Maritime center and foreign trade zone to expand port offerings

PORT ANGELES — The Port of Port Angeles is looking at new ways to diversify the local economy, such as setting up a Foreign Trade Zone, while still providing support to its legacy industries of forest and maritime products, according to interim Executive Director Paul Jarkiewicz.

Speaking to a meeting of the Port Angeles Nor’Wester Rotary at Joshua’s Restaurant on Friday, Jarkiewicz said the port is based in Port Angeles but has a mission to support all of Clallam County.

“We try to take into consideration all the industries throughout the entire county and how we can best support those industries and drive the economy forward,” Jarkiewicz said. “That’s what we do, we enable industry.”

The port operates both its waterfront properties west of downtown Port Angeles — including the Port Angeles Boat Haven, a log yard and buildings rented by maritime businesses — and William R. Fairchild International Airport, which has an industrial area home to several manufacturing businesses.

The local timber industry — which uses the port to move its product in and out of the county — accounts for 878 direct jobs in Clallam County, Jarkiewicz said, with another 659 indirect jobs and 376 induced jobs, or jobs made possible by spending by employees.

But the timber industry is only of a portion of what it once was, Jarkiewicz said, and its numbers have been declining for years.

“If we don’t go ahead and start reanimating how we’re doing things with wood products then we will go ahead and continue to diminish,” Jarkiewicz said.

“We’re looking at innovative ways to diversify, and we have a little bit of a runway on how to do that, it’s going to take a lot of work from all of us.”

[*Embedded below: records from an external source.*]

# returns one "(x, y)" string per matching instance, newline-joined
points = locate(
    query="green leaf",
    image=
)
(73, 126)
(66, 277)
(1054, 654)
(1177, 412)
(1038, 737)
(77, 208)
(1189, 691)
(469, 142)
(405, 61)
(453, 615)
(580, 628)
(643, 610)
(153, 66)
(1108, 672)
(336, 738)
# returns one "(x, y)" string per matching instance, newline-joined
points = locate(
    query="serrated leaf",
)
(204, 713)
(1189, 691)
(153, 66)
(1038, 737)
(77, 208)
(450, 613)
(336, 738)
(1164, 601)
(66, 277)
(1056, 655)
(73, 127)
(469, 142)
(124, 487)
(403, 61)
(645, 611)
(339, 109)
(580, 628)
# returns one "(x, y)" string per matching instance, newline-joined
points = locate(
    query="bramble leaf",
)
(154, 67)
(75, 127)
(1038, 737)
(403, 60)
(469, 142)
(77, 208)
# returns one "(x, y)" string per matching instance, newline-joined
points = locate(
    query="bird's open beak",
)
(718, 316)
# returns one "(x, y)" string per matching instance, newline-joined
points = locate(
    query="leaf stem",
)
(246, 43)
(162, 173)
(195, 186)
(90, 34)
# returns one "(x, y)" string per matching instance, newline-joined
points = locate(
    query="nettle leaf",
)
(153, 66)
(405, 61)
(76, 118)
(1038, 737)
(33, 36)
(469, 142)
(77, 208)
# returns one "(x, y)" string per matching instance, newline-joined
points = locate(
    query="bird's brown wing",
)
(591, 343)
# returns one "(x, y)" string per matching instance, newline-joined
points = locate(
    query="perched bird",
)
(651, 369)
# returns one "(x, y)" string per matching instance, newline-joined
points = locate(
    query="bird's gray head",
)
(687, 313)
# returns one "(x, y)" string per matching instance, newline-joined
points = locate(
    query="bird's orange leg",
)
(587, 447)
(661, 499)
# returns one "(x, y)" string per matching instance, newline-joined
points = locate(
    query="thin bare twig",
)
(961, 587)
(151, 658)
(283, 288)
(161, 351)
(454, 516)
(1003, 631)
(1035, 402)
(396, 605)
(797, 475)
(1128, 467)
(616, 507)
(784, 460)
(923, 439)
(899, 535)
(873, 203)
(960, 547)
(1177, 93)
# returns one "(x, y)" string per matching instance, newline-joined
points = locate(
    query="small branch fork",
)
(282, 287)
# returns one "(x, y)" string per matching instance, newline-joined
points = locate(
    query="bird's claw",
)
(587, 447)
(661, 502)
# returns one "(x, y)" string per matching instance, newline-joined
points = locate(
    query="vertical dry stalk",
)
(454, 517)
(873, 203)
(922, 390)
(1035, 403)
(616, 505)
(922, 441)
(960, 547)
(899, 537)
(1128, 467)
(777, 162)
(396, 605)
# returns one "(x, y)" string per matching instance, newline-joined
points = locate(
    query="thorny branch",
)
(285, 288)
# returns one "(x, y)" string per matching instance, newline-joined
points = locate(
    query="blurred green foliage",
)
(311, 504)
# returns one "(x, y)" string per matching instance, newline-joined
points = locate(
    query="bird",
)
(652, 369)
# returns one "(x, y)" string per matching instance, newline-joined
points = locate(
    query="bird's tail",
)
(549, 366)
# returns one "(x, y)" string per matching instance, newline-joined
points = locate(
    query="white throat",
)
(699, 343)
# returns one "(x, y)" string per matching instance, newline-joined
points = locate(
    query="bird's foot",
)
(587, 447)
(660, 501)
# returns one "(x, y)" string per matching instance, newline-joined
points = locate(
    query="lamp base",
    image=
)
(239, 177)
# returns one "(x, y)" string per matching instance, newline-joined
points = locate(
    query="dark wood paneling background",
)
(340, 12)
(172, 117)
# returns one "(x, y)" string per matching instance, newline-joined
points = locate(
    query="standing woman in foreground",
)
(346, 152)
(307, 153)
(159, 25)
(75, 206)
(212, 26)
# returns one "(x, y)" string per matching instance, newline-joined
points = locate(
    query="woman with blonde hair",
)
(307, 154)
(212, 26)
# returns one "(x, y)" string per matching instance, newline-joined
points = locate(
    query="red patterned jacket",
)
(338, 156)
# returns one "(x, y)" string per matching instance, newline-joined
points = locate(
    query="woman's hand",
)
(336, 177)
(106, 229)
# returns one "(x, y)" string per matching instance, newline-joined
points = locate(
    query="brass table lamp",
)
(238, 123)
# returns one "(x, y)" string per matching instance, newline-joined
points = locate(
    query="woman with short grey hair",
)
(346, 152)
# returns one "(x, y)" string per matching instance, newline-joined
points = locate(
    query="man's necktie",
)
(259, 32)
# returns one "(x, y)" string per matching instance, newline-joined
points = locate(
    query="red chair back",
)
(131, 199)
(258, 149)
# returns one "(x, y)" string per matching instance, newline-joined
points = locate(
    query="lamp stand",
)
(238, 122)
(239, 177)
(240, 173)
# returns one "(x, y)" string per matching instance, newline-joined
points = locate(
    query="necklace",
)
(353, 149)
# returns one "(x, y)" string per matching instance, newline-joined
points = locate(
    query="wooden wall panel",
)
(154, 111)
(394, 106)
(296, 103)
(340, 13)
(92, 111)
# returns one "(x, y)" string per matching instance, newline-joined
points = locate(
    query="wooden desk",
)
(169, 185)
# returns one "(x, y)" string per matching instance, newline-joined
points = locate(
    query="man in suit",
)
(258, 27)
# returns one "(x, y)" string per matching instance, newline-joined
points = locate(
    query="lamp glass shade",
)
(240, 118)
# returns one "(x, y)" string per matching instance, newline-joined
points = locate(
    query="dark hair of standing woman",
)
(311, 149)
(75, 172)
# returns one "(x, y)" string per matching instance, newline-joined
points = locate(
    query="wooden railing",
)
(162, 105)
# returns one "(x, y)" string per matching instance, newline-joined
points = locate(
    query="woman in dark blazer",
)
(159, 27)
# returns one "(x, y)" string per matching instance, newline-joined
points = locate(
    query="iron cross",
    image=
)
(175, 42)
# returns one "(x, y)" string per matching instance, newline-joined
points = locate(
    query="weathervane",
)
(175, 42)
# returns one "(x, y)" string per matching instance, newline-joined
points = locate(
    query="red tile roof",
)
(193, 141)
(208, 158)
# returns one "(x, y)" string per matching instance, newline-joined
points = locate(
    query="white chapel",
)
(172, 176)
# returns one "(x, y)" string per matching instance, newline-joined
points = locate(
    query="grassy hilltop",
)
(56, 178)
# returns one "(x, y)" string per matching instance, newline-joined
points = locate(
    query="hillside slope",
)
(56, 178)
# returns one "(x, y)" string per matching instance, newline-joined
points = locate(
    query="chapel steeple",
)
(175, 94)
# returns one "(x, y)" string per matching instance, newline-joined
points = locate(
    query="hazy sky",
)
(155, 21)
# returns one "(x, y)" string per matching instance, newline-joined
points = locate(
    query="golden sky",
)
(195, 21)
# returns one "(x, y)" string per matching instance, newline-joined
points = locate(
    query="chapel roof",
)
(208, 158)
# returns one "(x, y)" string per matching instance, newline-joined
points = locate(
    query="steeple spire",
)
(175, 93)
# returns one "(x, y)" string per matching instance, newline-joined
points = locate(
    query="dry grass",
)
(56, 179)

One of the projects the port is pursuing is the construction of a Maritime Trades Center which will focus on serving small to medium-sized vessels under 300 feet. That includes private yachts, commercial fishing vessels and smaller military craft.

The center will be located on Marine Drive east of Platypus Marine Inc. and Westport Yachts and is scheduled to be ready at the end of 2025 or early 2026.

Groundbreaking is set for the third quarter of 2024 and will take up to a year and a half to install and the needed infrastructure.

“We have a lot of our partners and constituents that are now renting from us down on the waterfront that are looking at expanding into this area,” Jarkiewicz said.

“I think it gives us a good opportunity to bring other industries that are not native to Port Angeles.”

Foreign Trade Zone

The port also is pursuing a special designation with the U.S. Department of Commerce known as a Foreign Trade Zone which provides special tax treatment for businesses importing and exporting goods.

“If you’re importing goods you can put it in a foreign trade zone, and then only pay the taxation on it after you remove it,” Jarkiewicz said.

“You can also, if you’re bringing raw materials, it will allow you to aggregate those raw materials into a complete product before you’re actually taxed on the end product.”

Once a zone is granted, individual businesses can choose whether or not to designate certain areas of their business —even individual buildings within the zone— as foreign trade zones. That comes with a stringent reporting regime, Jarkiewicz said, but allows businesses to only pay taxes on finished products.

Several foreign trade zones already exist in Washington, including the large ports of Seattle, Tacoma and Olympia, but smaller communities such as the ports of Everett, Vancouver and Grays Harbor also have their own.

Jarkiewicz said the zone would be particularly beneficial for manufacturing businesses such as aluminum boat builder Stabicraft; aerospace company Angeles Composite Technologies, Inc. and composites manufacturer Composite Recycling Technology Center, all of which are located in the industrial zones at the airport.

Jarkiewicz said the port submitted its application in March and the U.S. Department of Commerce advises a six- to nine-month timeline for approval, meaning September is the earliest an answer may be expected.